Some of what we learnt:

  • the idea that artist could think about 'leveraging the assets' within the individuality of their persona, ideas, and their world-view, as much as (more than?) their production processes - there's a hungry market out there for "people who can see around the next corner, come back and tell us what's there";
  • the ambiguous nature of the mediation between artists' processes and the public: examples of inspirational, transformational support from Creative Producer, alongside concerns about how the arts and cultural sector, in particular, can 'exploit its own';
  • the importance of networking and building relationships beyond the arts & cultural sector - to get viral, move into other worlds, and to find the free-thinkers in those worlds - they do exist.
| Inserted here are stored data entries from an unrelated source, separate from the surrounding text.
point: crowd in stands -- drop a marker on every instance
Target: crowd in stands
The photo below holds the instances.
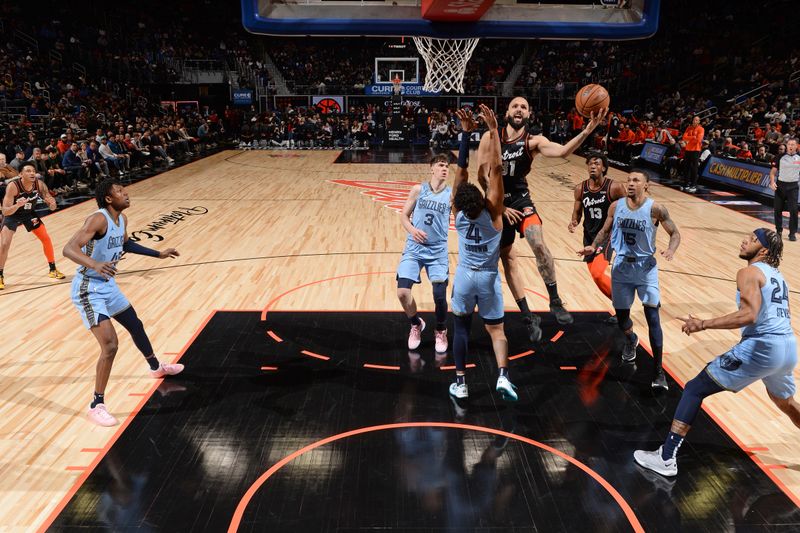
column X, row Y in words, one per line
column 688, row 67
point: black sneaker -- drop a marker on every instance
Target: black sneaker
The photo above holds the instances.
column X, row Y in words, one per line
column 660, row 381
column 532, row 325
column 562, row 315
column 629, row 350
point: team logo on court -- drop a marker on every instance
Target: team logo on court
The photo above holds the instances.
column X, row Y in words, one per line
column 165, row 220
column 392, row 194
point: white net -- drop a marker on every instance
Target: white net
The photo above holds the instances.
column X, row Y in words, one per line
column 446, row 61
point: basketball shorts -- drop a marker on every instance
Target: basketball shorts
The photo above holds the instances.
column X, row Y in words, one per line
column 606, row 251
column 477, row 287
column 770, row 358
column 93, row 297
column 30, row 224
column 524, row 204
column 629, row 278
column 436, row 263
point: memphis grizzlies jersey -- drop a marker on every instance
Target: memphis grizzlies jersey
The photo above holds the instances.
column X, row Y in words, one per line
column 517, row 163
column 431, row 215
column 773, row 317
column 478, row 242
column 106, row 248
column 633, row 233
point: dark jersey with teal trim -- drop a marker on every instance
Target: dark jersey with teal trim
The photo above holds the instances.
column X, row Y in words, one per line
column 517, row 163
column 595, row 208
column 27, row 212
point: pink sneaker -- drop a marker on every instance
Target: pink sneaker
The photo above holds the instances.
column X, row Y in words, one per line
column 441, row 341
column 415, row 335
column 167, row 369
column 101, row 417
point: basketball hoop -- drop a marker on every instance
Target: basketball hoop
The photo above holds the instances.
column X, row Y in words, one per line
column 446, row 61
column 397, row 83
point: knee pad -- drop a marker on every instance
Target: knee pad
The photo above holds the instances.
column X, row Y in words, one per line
column 404, row 283
column 624, row 321
column 439, row 290
column 654, row 325
column 697, row 389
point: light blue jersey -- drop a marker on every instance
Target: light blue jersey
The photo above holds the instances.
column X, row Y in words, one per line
column 633, row 233
column 93, row 296
column 773, row 316
column 106, row 248
column 431, row 215
column 768, row 349
column 478, row 242
column 477, row 280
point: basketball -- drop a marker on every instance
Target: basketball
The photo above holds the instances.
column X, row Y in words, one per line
column 591, row 99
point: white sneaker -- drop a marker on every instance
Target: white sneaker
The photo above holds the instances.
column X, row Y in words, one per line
column 506, row 389
column 653, row 461
column 459, row 391
column 100, row 416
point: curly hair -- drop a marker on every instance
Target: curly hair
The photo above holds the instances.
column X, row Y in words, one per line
column 469, row 199
column 103, row 190
column 440, row 158
column 775, row 248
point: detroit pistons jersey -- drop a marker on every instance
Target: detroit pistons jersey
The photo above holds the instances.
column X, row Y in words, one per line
column 595, row 208
column 633, row 233
column 517, row 162
column 478, row 242
column 773, row 317
column 431, row 215
column 106, row 248
column 27, row 211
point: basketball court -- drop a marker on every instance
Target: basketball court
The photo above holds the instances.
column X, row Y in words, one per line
column 301, row 408
column 300, row 405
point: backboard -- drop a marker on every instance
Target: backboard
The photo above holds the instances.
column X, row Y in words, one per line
column 505, row 19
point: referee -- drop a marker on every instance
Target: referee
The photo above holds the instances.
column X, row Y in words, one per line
column 787, row 171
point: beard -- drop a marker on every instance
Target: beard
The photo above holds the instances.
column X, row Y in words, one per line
column 515, row 123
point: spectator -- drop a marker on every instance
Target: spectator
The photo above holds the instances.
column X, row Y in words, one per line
column 7, row 172
column 744, row 151
column 693, row 137
column 18, row 160
column 762, row 156
column 783, row 179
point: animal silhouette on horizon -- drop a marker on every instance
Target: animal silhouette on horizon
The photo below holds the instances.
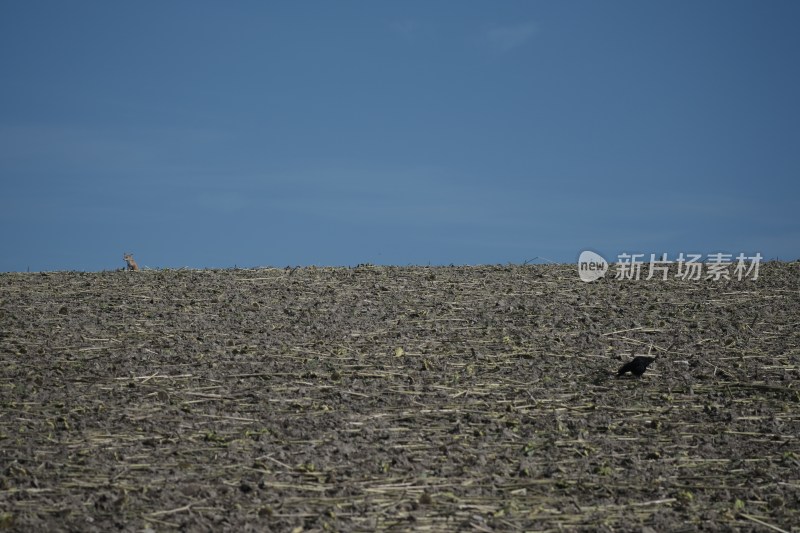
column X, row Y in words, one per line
column 131, row 264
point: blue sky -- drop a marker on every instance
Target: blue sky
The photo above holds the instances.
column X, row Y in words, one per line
column 213, row 134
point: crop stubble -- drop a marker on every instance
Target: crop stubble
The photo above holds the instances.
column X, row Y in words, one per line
column 472, row 398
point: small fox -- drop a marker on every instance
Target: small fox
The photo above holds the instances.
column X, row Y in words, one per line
column 131, row 263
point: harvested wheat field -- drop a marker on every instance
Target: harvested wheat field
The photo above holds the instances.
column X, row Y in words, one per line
column 398, row 398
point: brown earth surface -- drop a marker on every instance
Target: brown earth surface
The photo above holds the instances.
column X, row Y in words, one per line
column 399, row 398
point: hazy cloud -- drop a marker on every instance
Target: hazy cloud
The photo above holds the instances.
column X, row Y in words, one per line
column 506, row 38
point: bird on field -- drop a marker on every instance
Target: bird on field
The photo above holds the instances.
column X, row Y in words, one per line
column 637, row 365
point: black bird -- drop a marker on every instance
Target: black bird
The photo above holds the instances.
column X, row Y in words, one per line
column 637, row 365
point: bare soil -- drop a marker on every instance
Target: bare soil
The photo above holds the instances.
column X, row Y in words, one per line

Thanks to all of our speakers and for the great contributions from the floor. We encourage you to engage and collect these invigorating doses of fresh, upfront thinking of how artists might navigate the rapids of "culturpreneurship" by listening to the following podcasts:

Click here for discussion with Richard Layzell. (15:39)

Click here for discussion with Clare Reddington.  (12:48)

Click here for discussion with Sarah Thelwall. (12:56)

 

[Pictured above, left to right: Richard Layzell, Marc Boothe, Clare Reddington.]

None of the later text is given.